As an artist, I am a witness to my community. My art is a visual record of what I see, showcasing the beauty in the everyday, touching on emotions, inter- and intra-personal relationships, referencing the past and the future. As a photographer, I want to have a good understanding of the historical aspects of the craft. It is through this understanding that photography is able to reach its fullest potential. I create imagery with contemporary overtones, yet reference past traditions. I experiment with the photographic process, both in the creation and final presentation of the work. My practice also includes video, installation and happening elements, but the photographic image is always central to the work. I create environments where my audience can participate in the creative act, encouraging them to expand their experience. I want to see how far I can push the medium. How far I can expand the idea of what a photograph can be, how it can be made, and what it can look like.
Why Pinhole?
I have always been interested in photography’s historical processes and classical foundations. There must be an understanding of where an art form began, how it has evolved over time, to carry it forward into the future. By playfully exploring the processes, using all the possibilities, one gains an understanding of the medium. The practice is “limitless, inexhaustible, without stepping outside the natural boundaries of the medium”(Paul Strand, “The Art Motive in Photography”, 1923, pg. 287) and only through experimentally creating imagery, can photography reach its fullest potential.
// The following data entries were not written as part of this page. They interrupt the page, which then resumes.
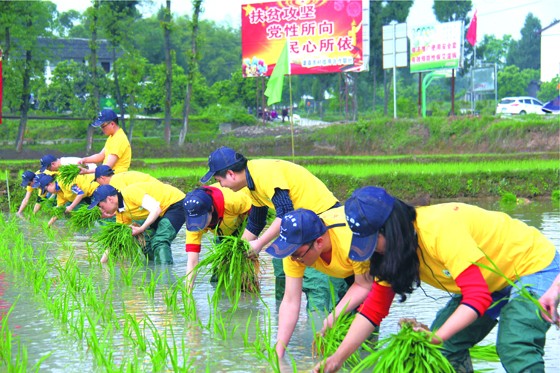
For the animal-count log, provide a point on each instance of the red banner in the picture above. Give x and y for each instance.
(1, 86)
(324, 36)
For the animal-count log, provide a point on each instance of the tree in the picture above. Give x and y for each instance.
(193, 68)
(166, 26)
(493, 50)
(526, 53)
(448, 11)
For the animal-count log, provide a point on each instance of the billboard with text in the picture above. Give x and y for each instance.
(438, 46)
(323, 36)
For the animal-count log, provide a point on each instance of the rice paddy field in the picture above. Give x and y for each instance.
(64, 311)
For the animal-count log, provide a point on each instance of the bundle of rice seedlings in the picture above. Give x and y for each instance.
(407, 351)
(485, 353)
(118, 241)
(325, 345)
(235, 273)
(84, 218)
(67, 174)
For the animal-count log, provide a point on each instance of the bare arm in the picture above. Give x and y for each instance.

Pinhole photography is a rudimentary process, involving basic materials. It is also a slow and meticulous process, something that takes perseverance, patience, and practice to perfect. The methods used are very ‘hands-on’, with the sense of getting ones fingers wet with the photons of light. The experimental successes are an epiphany, moments filled with great joy, full of surprise at what the photograph looks like, intriguing imagery that is pulled from the elements of a particular time and space to leave its mark and energies on the final unique object created.